As bitcoin (BTC) maintains its position near record highs, indicating a typical pause in the bull market, concerns arise from recent macroeconomic shifts that could impede further upward movement, according to a prominent crypto observer.
In an interview with CoinDesk, Chang, a crypto options trader and market analyst, voiced apprehensions about the impact of hardening government bond yields on risk assets, including cryptocurrencies. He highlighted the volatility in bond yields, attributing it to weak demand compared to U.S. Treasuries issuance, which could potentially affect bitcoin’s trajectory along with the dollar index.
Recent weeks have seen a rise in Treasury yields, driven by persistent U.S. debt concerns, a surge in bond supply, and an uptick in Japanese government bond yields. The benchmark 10-year Treasury yield surged by 24 basis points to 4.55% over a span of two weeks, as per data from TradingView. Analysts in traditional markets speculate that a move beyond 4.7% could introduce volatility into stock markets.
Elevated bond yields typically result in higher borrowing costs for individuals and businesses, diminishing the allure of investing in comparatively risky assets like bitcoin and technology stocks.
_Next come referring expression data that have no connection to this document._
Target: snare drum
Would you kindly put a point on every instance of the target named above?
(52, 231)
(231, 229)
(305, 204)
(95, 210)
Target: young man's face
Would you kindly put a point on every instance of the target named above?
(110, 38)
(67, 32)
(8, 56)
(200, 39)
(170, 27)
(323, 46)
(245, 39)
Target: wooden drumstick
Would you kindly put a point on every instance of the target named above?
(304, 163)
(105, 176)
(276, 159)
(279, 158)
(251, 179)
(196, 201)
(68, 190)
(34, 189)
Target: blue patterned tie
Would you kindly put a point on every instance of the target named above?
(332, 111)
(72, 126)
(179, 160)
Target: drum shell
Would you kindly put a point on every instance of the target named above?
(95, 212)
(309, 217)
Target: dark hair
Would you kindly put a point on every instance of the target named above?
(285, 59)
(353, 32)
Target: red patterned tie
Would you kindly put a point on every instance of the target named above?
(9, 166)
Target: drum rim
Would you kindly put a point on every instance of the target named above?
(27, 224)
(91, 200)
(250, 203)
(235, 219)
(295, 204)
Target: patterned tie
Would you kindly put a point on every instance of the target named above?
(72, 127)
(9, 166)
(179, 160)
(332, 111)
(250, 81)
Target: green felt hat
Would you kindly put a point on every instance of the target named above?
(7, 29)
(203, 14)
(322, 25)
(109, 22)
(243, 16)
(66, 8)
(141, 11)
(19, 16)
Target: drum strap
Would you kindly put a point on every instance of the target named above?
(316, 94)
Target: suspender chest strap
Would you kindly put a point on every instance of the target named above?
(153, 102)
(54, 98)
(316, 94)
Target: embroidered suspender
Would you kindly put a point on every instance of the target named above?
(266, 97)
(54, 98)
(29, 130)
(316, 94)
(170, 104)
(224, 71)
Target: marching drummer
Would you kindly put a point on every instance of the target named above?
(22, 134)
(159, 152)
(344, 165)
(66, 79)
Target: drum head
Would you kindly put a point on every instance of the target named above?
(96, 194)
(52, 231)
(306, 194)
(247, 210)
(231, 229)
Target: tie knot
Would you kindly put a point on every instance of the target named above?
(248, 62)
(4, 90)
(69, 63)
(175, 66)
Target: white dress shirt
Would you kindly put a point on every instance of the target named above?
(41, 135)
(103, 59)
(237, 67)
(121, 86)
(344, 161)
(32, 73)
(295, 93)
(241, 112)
Chang anticipates continued volatility in yields throughout June, predicting a close correlation between bitcoin and stocks.
With the two-year Treasury yield nearing 5%, the allure of securing 5% returns in government bonds, deemed safe investments, might tempt macro traders to shift capital away from stocks, cryptocurrencies, and other riskier segments of the financial market.
“We’re now at a level of bond yields where rising yields from here are really going to weigh on all asset classes,” remarked Peter Oppenheimer of Goldman Sachs during a recent interview on Bloomberg Surveillance.
Market participants are closely monitoring the Personal Consumption Expenditures (PCE) price index, the Federal Reserve’s preferred inflation gauge, for insights into the trajectory of interest rates. Scheduled for release at 8:30 EST (12:30 UTC) on Friday, the PCE data for April is anticipated to reveal a 2.7% annual increase, mirroring March’s figures. A 0.3% month-over-month uptick is forecasted, following March’s 0.32% rise. Projections for the core PCE, excluding food and energy prices, suggest a 2.8% annual increase and a 0.3% month-on-month rise.
“The most important main event of the day is PCE. The data the Fed loves. The 2% inflation target they talk about is PCE, not CPI. If the data beats expectations, people will not buy risk assets,” Chang emphasized.
A stronger-than-anticipated surge in the core PCE figure could undermine the case for further interest rate cuts, leading to a further strengthening of bond yields. At present, Fed funds futures indicate investors pricing in just 35 basis points of rate cuts for the year.